Ana is married off to an older man who gets her in the United States. The deal is two-fold for her family in the D.R.: money from a land sale and an anchor for immigration to the USA and, hopefully, a better life. During the insurrection, her husband, Juan, returns to the D.R. to see to business matters. He leaves a younger man to look after pregnant Ana who then discovers a new freedom and joy in life that clashes with the values of her upbringing and her dreams of reuniting her family in the USA.

My Thoughts

The older man–younger woman [girl–she was 15] aspect was portrayed with a careful hand. Juan was typical of his time and place in that he had one set of standards for his wife and one for himself, but Ana does not seem surprised by anything, which was good.

Ana was very young, trying to make sense of her marriage to a controlling, older man while living in a very different world to the one in which she’d grown up.

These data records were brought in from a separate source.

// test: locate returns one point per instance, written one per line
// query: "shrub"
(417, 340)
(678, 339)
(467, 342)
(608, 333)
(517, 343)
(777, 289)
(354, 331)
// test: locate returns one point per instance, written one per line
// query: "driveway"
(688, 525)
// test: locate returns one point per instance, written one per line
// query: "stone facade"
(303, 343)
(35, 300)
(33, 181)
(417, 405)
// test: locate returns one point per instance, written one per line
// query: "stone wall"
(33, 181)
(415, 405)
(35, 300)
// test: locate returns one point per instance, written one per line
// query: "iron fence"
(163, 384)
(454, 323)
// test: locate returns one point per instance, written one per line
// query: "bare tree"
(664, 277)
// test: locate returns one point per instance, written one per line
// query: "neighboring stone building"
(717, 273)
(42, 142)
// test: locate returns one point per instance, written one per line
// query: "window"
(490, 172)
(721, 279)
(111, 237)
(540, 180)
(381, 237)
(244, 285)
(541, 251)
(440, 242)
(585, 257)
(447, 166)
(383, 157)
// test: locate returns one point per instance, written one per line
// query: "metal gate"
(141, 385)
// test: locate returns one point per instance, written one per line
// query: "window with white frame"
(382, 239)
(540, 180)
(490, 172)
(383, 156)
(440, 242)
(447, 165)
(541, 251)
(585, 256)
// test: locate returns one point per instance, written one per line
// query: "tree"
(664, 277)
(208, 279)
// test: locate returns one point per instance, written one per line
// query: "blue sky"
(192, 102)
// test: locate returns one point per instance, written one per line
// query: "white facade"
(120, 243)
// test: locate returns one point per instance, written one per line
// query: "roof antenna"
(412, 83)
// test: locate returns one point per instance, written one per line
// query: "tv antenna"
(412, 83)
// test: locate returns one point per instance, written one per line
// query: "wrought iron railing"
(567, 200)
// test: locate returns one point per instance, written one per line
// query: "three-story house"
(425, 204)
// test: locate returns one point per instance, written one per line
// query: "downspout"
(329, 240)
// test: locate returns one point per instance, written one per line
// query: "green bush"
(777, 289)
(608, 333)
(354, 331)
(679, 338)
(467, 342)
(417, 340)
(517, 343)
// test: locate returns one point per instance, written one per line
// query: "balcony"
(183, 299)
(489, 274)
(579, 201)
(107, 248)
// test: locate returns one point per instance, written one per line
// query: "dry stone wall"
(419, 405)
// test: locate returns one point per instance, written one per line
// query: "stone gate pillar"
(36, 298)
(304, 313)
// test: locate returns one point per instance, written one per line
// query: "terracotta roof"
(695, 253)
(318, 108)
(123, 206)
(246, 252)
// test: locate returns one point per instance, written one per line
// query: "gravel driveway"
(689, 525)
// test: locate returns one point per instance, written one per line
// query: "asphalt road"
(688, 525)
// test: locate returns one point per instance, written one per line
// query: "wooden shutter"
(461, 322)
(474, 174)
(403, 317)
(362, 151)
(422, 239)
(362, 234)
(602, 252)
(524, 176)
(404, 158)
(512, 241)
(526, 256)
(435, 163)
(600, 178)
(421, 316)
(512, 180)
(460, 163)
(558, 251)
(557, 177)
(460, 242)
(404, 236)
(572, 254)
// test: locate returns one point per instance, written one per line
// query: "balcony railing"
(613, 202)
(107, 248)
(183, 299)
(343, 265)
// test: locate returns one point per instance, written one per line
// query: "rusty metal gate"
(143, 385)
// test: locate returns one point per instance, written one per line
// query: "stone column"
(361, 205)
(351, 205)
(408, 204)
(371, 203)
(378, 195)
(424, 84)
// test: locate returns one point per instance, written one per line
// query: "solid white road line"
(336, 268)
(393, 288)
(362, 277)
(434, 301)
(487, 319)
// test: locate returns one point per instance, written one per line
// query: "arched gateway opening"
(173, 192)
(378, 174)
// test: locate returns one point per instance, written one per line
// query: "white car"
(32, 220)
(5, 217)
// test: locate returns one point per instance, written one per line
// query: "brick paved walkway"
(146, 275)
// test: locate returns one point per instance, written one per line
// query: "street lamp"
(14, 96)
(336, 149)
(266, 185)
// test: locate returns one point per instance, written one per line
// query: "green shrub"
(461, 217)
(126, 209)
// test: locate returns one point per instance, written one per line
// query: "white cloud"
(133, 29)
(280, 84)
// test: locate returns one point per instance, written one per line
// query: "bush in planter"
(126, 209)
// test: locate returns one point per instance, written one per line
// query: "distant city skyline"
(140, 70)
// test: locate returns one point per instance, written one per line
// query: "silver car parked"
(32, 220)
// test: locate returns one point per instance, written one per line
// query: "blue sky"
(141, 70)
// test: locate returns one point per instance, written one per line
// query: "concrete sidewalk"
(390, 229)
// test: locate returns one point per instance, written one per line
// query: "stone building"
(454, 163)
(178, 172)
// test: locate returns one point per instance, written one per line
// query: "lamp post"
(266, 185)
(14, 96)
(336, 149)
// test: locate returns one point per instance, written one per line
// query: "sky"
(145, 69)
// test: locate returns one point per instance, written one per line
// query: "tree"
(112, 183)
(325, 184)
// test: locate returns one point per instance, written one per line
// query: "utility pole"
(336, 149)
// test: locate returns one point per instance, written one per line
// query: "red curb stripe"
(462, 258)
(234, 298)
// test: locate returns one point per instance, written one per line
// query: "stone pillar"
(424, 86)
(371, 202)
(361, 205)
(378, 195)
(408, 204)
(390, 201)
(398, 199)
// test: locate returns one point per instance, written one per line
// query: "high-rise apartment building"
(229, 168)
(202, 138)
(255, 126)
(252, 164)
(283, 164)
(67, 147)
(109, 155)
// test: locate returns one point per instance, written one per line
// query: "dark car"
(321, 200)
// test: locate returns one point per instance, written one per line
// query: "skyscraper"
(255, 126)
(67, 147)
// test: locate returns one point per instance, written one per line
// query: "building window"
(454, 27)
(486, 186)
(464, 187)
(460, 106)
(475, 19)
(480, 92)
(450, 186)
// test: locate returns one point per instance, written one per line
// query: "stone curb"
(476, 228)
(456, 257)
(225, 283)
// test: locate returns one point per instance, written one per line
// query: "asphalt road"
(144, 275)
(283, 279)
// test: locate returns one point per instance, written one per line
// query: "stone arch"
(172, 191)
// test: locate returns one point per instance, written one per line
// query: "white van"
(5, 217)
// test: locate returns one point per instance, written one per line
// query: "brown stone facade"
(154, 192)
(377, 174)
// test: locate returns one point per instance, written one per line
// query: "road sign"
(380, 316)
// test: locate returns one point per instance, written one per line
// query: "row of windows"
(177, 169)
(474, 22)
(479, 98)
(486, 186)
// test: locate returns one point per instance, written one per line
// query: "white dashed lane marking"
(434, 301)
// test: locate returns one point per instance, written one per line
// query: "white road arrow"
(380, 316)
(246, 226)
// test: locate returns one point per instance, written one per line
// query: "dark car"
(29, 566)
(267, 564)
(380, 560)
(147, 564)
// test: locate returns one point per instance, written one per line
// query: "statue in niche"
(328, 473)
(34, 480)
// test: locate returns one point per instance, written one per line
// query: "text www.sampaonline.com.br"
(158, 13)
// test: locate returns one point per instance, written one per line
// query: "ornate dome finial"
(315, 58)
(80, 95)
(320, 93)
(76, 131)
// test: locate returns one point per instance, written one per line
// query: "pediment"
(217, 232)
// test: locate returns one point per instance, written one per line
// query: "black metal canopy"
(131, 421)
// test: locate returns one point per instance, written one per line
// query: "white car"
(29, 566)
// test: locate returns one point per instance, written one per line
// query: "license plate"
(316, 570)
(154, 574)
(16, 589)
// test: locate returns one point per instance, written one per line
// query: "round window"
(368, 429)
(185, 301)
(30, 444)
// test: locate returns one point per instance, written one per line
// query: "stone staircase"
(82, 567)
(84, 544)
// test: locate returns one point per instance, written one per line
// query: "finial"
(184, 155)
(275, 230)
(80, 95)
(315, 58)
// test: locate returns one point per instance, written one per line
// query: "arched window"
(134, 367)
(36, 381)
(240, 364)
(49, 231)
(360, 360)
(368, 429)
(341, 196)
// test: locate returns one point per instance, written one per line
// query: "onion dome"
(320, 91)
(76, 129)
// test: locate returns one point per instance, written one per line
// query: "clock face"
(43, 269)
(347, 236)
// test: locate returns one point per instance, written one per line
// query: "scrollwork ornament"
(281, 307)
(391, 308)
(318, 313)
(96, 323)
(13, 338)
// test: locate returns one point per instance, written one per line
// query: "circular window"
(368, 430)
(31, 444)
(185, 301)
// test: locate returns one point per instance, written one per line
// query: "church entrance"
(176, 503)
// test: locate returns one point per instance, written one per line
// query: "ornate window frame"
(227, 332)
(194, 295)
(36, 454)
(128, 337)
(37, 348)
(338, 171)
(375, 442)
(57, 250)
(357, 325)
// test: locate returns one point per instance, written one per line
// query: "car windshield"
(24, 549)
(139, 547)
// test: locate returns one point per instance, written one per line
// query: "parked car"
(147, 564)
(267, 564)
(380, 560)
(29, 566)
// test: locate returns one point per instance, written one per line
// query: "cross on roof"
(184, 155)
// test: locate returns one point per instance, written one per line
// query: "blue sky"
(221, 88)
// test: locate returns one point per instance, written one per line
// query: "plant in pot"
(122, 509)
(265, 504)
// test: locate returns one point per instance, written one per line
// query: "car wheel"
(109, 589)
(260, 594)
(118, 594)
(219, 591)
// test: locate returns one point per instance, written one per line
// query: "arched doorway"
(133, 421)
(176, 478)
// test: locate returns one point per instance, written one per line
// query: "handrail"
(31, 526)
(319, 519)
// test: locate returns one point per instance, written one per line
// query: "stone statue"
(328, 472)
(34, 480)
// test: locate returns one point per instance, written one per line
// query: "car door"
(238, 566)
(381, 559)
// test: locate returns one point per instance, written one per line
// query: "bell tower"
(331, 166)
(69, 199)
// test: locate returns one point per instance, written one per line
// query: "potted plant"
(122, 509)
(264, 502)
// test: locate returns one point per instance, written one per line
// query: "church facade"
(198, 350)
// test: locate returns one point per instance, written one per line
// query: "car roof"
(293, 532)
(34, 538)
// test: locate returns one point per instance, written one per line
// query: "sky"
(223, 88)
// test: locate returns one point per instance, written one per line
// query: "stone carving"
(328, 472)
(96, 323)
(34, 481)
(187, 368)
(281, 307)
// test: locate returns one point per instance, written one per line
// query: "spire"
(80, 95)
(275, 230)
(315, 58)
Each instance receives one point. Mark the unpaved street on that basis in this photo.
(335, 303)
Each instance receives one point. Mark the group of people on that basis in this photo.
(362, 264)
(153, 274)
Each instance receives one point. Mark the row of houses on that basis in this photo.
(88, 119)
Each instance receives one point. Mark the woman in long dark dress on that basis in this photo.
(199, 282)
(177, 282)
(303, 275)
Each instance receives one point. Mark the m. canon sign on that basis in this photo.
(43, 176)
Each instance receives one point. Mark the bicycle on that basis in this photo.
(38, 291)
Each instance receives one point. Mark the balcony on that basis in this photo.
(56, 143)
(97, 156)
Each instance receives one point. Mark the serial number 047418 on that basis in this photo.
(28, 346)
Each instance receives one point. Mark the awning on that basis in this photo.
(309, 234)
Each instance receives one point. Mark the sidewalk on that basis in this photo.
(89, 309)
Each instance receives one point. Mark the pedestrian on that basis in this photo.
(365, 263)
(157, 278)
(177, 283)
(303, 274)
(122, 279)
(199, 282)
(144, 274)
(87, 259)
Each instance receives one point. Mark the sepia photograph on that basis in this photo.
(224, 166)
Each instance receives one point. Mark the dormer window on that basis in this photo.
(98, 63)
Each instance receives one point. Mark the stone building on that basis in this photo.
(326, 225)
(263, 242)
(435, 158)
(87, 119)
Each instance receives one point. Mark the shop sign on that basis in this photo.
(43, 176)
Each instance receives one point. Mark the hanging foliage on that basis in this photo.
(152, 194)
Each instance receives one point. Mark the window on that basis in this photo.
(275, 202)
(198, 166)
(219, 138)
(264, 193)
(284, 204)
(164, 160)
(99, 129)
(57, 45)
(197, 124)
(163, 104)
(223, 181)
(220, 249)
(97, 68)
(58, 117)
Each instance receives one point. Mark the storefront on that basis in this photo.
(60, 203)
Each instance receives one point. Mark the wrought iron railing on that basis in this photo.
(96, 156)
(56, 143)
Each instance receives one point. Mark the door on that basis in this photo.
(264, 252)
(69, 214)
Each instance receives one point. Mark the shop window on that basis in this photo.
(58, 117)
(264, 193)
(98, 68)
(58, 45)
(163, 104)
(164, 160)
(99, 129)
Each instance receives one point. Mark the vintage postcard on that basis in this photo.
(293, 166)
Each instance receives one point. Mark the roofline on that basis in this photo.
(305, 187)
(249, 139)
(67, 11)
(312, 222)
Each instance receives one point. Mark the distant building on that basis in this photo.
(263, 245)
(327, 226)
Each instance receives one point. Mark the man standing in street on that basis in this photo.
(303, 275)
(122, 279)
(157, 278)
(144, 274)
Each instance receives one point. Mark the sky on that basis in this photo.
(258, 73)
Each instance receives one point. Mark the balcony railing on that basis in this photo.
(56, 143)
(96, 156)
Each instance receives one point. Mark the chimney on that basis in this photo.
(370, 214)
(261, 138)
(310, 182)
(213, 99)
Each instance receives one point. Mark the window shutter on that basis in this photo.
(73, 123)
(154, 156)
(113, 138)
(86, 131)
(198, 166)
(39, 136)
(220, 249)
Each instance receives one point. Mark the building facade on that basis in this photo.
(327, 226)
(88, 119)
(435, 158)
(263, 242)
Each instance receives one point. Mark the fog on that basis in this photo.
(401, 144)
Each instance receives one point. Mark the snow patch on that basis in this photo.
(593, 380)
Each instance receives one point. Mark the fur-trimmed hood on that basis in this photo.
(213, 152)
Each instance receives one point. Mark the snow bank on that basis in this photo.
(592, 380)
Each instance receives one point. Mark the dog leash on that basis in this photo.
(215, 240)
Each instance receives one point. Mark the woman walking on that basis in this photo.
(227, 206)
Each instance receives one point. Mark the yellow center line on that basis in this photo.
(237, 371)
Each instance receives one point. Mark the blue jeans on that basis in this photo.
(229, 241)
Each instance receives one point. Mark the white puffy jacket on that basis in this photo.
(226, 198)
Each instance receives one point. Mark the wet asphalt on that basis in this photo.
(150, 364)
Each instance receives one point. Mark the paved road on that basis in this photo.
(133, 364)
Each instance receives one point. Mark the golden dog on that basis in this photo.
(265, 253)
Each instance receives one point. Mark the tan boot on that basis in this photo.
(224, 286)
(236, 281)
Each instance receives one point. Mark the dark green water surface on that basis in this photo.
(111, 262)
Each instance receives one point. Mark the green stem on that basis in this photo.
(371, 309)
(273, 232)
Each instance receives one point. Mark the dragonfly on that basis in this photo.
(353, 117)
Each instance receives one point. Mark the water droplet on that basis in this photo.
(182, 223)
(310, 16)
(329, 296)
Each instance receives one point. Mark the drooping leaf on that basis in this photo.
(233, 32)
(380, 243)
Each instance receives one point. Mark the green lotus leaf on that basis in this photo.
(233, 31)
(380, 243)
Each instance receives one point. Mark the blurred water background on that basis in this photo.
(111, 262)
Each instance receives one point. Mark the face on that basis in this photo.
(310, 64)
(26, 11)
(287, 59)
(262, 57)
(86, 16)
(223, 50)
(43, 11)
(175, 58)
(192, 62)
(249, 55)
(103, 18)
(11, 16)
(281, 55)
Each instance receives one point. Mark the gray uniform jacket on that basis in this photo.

I thought she handled it all quite well.  As a coming-of-age and an immigrant story, the book works very well. Ana’s efforts to grow and educate herself rang true, as did her homesickness and longing for her siblings and parents.

I felt Juan, the husband, was not well developed–he seemed a caricature of a type of man, more than a believable person. I really did not see the need, though, to set the book right at the Audubon Ball Room. Yes, it was a very volatile time in the USA and in New York but Malcolm X’s was assassination as part of Ana’s “entry” to America seemed unnecessary. I thought the Marines entering D.R. was much more meaningful to the story.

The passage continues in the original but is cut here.